Depuis que M. Flachat a écrit ces lignes (11 octobre 1842), on connaît le marché contracté par l’usine d’Alais avec l’état, pour la fourniture des rails qui sont destinés au chemin de Nîmes à Montpellier. Le prix est de 320 fr. par tonne rendue sur les lieux. Decazeville avait soumissionné à 347 fr. 49 c. et le Creuzot à 340 fr. La différence entre ces soumissions représente uniquement celle des transports. Alais n’est qu’à une faible distance de Nîmes, et, communiquant avec cette ville par un chemin de fer, peut y amener ses produits à très peu de frais. Le prix de 320 fr. à pied d’œuvre représente 300 fr. en forge. A ne prendre que cet exemple, on voit que le prix normal des rails serait le même en France et en Belgique. Decazeville en fournit une autre preuve. Avec 70 à 80 fr. par tonne de frais de transport, ses rails se vendent à Paris 380 à 385 fr. ; c’est donc encore le prix de 300 fr. en forge. On n’irait pas trop loin en supposant que le prix de revient reste de 5 ou 6 fr. au-dessous.

M. Flachat reconnaît que les forges belges ne se trouvent pas dans de meilleures conditions que les forges françaises pour produire le fer à bon marché. En effet, nous avons la houille et le minerai en abondance, le bois n’est pas moins rare ni moins cher de l’autre côté de la frontière, nos procédés de fabrication sont à peu de chose près aussi avancés, enfin les ouvriers belges ne sont pas plus expérimentés que les nôtres, et ils ne coûtent pas meilleur marché.

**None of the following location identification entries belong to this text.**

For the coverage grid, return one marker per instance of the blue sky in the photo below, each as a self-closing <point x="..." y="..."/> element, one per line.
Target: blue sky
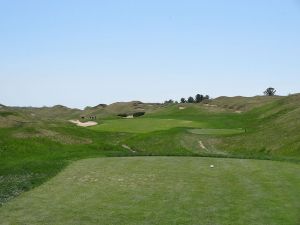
<point x="87" y="52"/>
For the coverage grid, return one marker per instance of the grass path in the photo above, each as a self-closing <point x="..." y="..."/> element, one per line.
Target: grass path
<point x="163" y="190"/>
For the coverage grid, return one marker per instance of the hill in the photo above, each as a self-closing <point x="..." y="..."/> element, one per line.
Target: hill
<point x="36" y="143"/>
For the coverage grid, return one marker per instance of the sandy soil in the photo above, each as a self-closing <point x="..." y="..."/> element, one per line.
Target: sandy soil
<point x="85" y="124"/>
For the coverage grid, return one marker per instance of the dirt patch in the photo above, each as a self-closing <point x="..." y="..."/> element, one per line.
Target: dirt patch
<point x="84" y="124"/>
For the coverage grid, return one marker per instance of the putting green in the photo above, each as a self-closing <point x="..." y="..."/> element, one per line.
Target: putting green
<point x="163" y="190"/>
<point x="143" y="125"/>
<point x="217" y="131"/>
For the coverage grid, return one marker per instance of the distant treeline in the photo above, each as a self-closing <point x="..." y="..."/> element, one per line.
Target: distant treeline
<point x="198" y="98"/>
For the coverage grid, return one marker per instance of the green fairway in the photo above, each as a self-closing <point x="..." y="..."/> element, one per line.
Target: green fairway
<point x="143" y="125"/>
<point x="163" y="190"/>
<point x="217" y="131"/>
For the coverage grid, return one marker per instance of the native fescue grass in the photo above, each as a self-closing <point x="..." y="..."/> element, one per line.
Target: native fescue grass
<point x="163" y="190"/>
<point x="36" y="145"/>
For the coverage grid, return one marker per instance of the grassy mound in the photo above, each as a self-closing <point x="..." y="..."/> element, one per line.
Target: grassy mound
<point x="163" y="190"/>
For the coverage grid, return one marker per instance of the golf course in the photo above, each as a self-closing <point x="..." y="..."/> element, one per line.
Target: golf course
<point x="177" y="163"/>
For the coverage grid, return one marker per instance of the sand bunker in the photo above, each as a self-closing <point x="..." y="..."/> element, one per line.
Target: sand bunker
<point x="85" y="124"/>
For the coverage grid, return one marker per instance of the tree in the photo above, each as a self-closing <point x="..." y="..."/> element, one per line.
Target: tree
<point x="270" y="91"/>
<point x="191" y="99"/>
<point x="199" y="98"/>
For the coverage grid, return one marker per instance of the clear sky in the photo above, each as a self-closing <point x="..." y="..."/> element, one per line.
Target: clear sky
<point x="86" y="52"/>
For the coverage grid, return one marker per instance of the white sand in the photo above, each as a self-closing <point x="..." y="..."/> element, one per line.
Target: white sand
<point x="85" y="124"/>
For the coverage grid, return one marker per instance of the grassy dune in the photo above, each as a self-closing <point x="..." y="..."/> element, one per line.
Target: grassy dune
<point x="163" y="190"/>
<point x="36" y="144"/>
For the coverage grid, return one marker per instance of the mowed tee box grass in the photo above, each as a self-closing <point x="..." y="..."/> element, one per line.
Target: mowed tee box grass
<point x="163" y="190"/>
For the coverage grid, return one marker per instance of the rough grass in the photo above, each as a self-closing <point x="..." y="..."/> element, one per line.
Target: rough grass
<point x="163" y="190"/>
<point x="143" y="125"/>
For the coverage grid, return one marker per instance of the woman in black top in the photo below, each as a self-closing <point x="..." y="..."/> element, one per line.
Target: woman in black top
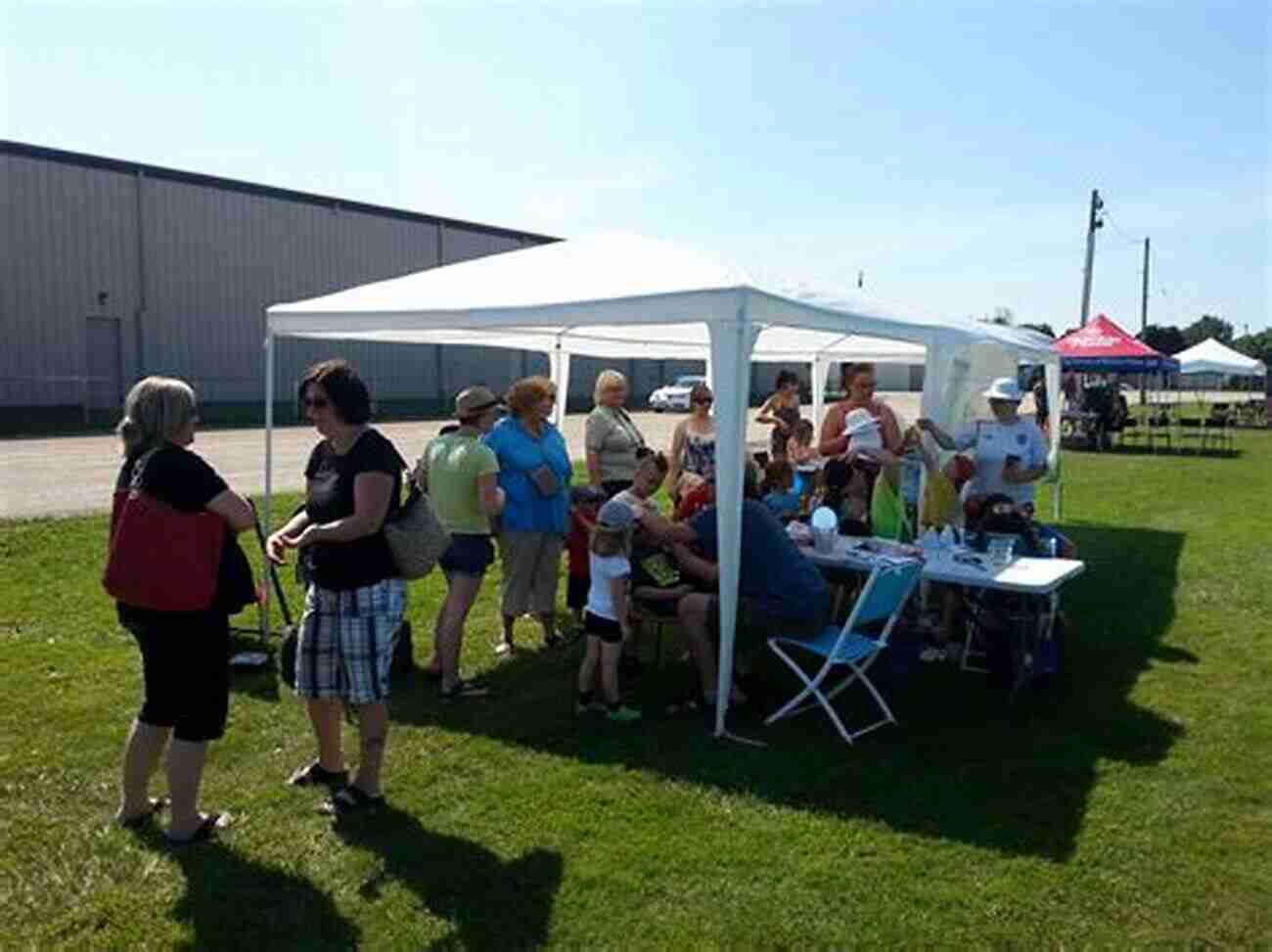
<point x="185" y="656"/>
<point x="355" y="602"/>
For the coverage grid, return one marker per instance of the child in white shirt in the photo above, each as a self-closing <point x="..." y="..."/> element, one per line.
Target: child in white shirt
<point x="605" y="621"/>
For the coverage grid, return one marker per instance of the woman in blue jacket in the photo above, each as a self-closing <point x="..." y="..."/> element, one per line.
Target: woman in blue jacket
<point x="534" y="474"/>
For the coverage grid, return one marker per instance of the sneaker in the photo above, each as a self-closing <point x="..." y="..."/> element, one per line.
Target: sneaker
<point x="465" y="689"/>
<point x="932" y="653"/>
<point x="622" y="714"/>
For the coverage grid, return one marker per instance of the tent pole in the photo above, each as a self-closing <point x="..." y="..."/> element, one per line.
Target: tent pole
<point x="559" y="369"/>
<point x="730" y="358"/>
<point x="268" y="456"/>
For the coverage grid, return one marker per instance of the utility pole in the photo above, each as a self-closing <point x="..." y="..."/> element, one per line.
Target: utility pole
<point x="1094" y="221"/>
<point x="1144" y="295"/>
<point x="1144" y="314"/>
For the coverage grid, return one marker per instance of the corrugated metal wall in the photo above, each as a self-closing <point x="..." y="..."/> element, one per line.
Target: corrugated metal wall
<point x="211" y="260"/>
<point x="173" y="271"/>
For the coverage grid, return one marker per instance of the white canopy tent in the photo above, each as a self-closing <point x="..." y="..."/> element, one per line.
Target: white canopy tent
<point x="1212" y="356"/>
<point x="630" y="296"/>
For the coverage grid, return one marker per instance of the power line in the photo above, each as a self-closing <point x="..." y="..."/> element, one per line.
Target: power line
<point x="1122" y="234"/>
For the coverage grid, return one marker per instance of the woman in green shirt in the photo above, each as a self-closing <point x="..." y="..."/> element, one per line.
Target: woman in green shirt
<point x="461" y="474"/>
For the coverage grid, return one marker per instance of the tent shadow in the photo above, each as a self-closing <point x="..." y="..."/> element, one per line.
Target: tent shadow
<point x="234" y="902"/>
<point x="963" y="765"/>
<point x="492" y="904"/>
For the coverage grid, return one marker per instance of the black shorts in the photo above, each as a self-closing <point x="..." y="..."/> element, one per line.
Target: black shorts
<point x="576" y="592"/>
<point x="606" y="629"/>
<point x="186" y="669"/>
<point x="467" y="555"/>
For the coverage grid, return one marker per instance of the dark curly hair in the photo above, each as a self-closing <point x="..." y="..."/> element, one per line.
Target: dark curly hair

« Les ouvriers belges, dit M. Briavoine, sont, il est vrai, moins chers que les ouvriers anglais, mais ils sont plus nombreux ; se nourrissant beaucoup plus mal, ils produisent moins et résistent moins au feu. Il y a inégalité de savoir industriel… Un point très important pour la forgerie anglaise, c’est la réunion dans la même localité du minerai de fer et de la houille. En Belgique, quelques établissemens sont placés à proximité des mines de fer ; d’autres très près de la houille ; mais il n’en est aucun qui, plus ou moins, n’ait à payer des frais de transport, soit pour le minerai, soit pour le combustible.

Parmi nos grands établissemens métallurgiques, le Creuzot, Denain et Terre-Noire, sont situés sur les mines de houille même, mais dans des conditions défavorables pour le minerai. Les forges de la Champagne et du Berri, établies à proximité du minerai, sont plus éloignées de la houille.